Note d’information sur la jurisprudence de la Cour 60
Janvier 2004
Haas c. Pays-Bas - 36983/97
Arrêt 13.1.2004 [Section II]
Article 8
Article 8-1
Respect de la vie familiale
Refus par les tribunaux de reconnaître la paternité biologique d’un enfant illégitime et restriction à ses droits successoraux: articles 8 et 14 inapplicables
En fait: Le requérant est né hors mariage d’une relation entre sa mère et P., qui ne l’a jamais reconnu. P. versait toutefois régulièrement des sommes d’argent à la mère du requérant, passait du temps avec cette dernière et l’enfant, partait en excursion avec eux et offrait des cadeaux au requérant. Celui-ci affirme qu’il appelait P. « papa ». P. décéda sans avoir fait de testament, et K., son neveu et seul héritier, recueillit sa succession.

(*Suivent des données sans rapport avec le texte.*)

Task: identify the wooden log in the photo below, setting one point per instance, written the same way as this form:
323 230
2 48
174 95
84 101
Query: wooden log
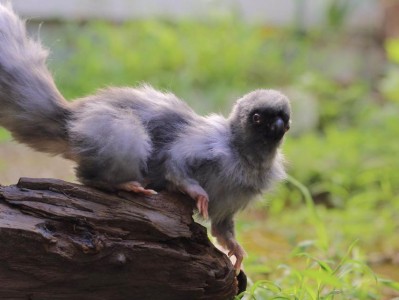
60 240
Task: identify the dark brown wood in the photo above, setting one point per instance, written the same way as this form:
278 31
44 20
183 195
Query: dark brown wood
60 240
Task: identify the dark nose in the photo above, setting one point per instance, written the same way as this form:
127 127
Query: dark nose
277 128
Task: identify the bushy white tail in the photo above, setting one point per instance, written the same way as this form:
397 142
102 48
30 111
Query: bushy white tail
31 107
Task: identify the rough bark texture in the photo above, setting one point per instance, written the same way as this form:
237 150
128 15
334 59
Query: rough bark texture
60 240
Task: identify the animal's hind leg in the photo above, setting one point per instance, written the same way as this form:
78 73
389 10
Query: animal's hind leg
136 187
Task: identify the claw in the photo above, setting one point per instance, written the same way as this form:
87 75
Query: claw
202 206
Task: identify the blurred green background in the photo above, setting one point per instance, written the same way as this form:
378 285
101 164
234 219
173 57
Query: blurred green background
331 230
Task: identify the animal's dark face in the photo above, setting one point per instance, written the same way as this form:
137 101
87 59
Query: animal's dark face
269 123
260 118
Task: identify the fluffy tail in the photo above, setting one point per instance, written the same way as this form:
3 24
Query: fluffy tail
31 107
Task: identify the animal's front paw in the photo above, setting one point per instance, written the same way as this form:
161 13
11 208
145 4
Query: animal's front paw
200 196
202 205
239 253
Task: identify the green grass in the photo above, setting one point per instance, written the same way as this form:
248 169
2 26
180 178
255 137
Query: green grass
347 163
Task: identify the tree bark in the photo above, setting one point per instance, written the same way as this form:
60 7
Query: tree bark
60 240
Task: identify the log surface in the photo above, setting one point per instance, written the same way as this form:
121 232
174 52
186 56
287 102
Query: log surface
60 240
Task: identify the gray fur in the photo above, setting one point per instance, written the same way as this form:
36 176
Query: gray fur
125 134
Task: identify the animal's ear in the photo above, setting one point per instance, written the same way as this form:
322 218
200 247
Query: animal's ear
256 118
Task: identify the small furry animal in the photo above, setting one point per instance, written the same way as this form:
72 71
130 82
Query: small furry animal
142 140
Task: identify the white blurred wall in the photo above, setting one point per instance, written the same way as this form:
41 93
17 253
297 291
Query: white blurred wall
276 12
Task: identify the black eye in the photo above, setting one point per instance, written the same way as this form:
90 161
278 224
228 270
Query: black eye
256 118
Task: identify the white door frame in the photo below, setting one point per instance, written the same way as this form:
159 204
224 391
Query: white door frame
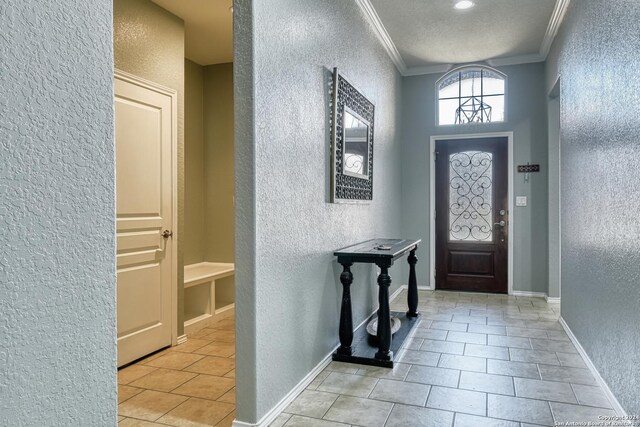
432 200
173 94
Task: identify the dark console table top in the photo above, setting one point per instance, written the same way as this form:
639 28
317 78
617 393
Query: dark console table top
370 250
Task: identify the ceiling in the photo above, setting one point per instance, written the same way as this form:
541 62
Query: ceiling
431 36
208 28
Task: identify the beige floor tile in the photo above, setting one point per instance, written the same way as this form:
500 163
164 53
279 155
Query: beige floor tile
544 390
149 405
487 351
433 376
467 337
206 387
364 412
463 363
313 385
518 409
426 358
228 420
126 392
438 346
345 368
196 413
219 349
300 421
311 403
566 374
564 413
449 326
465 401
280 420
591 396
464 420
175 360
348 384
398 372
401 392
405 416
224 336
163 380
133 372
212 365
191 345
132 422
533 356
488 383
228 397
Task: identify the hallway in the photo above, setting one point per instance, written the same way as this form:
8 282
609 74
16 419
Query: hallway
475 360
192 384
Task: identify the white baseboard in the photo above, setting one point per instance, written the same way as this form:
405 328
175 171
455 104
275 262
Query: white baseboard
585 357
528 294
299 388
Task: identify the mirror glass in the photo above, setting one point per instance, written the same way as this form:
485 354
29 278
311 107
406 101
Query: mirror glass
356 145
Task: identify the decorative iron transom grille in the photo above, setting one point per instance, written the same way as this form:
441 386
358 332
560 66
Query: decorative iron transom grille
470 199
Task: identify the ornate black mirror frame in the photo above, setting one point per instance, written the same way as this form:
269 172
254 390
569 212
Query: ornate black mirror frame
348 187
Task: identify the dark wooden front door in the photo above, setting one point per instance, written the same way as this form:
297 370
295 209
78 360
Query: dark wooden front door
471 201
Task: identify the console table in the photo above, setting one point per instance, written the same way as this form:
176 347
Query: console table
383 253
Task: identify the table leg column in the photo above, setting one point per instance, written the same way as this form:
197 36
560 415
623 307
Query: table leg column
412 297
384 316
346 321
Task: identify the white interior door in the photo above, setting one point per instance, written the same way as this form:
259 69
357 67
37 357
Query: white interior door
145 118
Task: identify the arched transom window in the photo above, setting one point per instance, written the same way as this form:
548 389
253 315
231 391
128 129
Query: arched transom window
471 95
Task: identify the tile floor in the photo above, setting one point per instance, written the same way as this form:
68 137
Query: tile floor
475 360
192 384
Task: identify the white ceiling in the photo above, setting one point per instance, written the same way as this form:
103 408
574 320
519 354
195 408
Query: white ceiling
208 28
431 36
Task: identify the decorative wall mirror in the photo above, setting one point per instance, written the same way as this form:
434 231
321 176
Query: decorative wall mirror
352 143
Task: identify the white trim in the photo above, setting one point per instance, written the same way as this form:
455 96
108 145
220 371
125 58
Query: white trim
432 201
516 60
299 388
585 357
528 294
173 94
428 69
554 25
388 44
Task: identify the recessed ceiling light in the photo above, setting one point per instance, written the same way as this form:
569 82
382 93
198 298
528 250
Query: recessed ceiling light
464 4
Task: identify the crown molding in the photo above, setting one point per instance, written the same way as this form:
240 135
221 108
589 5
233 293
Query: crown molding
554 25
515 60
555 21
373 18
428 69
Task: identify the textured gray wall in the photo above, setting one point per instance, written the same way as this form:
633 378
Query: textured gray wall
292 279
57 204
527 118
597 54
553 114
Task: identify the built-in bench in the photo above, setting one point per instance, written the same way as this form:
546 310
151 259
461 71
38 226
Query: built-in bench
203 302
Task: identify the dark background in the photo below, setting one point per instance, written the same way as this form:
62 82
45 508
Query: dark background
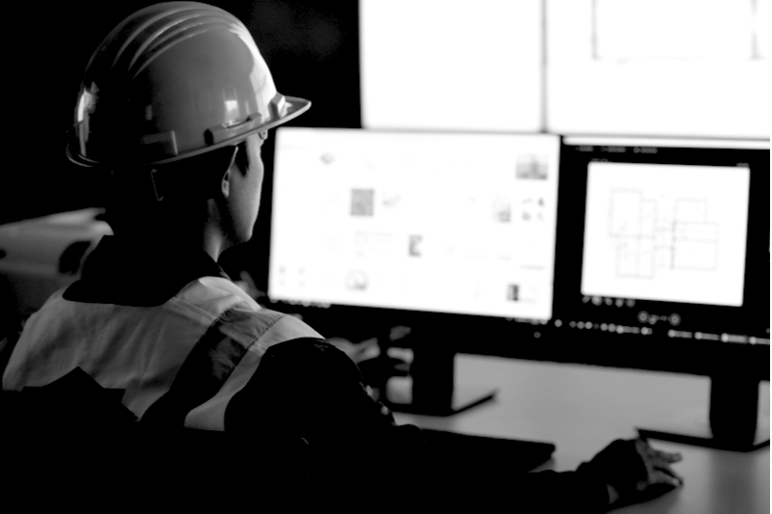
311 47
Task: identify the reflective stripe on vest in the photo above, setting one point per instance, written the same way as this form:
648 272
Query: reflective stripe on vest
189 355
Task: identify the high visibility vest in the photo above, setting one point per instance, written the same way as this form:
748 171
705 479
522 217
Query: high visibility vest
190 355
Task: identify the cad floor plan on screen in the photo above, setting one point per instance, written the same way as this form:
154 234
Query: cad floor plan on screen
679 234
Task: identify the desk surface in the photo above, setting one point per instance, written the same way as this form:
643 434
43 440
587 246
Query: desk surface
583 408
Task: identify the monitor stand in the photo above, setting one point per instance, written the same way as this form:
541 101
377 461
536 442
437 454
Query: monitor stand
430 388
732 421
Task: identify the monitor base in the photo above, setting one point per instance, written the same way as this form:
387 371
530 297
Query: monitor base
399 398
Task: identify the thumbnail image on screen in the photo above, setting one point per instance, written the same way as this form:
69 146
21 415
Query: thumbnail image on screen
442 222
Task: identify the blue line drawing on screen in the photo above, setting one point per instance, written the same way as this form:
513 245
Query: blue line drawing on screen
653 234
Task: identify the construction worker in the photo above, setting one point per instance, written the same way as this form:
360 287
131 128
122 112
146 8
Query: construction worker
176 104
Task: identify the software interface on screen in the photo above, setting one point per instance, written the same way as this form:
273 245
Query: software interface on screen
442 222
666 232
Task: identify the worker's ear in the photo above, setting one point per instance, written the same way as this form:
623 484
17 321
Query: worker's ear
225 184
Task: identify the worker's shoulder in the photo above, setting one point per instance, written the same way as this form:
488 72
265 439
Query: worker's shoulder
237 315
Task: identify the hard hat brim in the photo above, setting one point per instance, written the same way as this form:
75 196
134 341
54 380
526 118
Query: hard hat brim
295 107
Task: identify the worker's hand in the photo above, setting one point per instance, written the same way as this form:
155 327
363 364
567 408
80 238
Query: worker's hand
635 472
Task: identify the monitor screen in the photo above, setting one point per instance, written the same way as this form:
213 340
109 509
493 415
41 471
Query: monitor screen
665 237
439 222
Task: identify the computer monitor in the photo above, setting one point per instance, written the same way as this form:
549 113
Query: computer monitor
662 262
433 230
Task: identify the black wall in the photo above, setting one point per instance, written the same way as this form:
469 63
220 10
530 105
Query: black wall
311 48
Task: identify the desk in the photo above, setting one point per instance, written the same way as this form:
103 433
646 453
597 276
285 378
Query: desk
583 408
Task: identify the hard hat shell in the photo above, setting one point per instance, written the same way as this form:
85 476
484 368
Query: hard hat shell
171 81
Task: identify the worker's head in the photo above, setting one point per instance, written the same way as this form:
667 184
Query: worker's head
175 103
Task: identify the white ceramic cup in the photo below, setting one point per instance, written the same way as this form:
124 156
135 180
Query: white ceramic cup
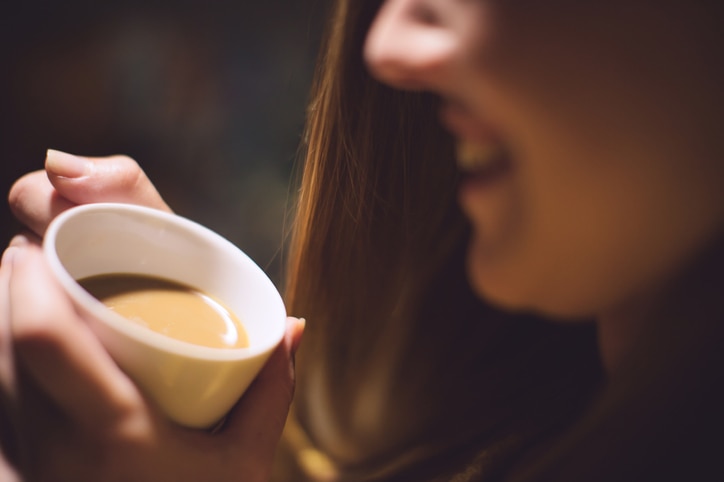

Le requérant intenta alors une procédure contre K. afin de se faire attribuer la succession de P. Il soutint, premièrement, qu’il existait des liens familiaux au sens de l’article 8 de la Convention entre lui et P., qu’il affirmait être son père biologique et, deuxièmement, que le droit néerlandais créait une différence de traitement contraire à l’article 14 de la Convention entre enfants illégitimes et enfants légitimes. Le tribunal d’arrondissement rejeta sa demande, considérant que la sécurité juridique exigeait que seules les personnes ayant un lien familial juridique certain avec le défunt puissent hériter. Il jugea que toute atteinte éventuelle à la vie familiale du requérant était prévue par la loi et nécessaire dans une société démocratique. Par conséquent, il estima inutile d’établir si P. était réellement le père biologique du requérant, ainsi que l’alléguait ce dernier. Les recours formés par le requérant demeurèrent vains. La Cour de cassation déclara que si une impossibilité d’hériter fondée uniquement sur l’illégitimité serait contraire aux articles 8 et 14, il pouvait exister d’autres motifs objectifs de limiter le droit d’enfants « illégitimes » à hériter, et rappela que le Parlement envisageait une réforme de la législation en la matière.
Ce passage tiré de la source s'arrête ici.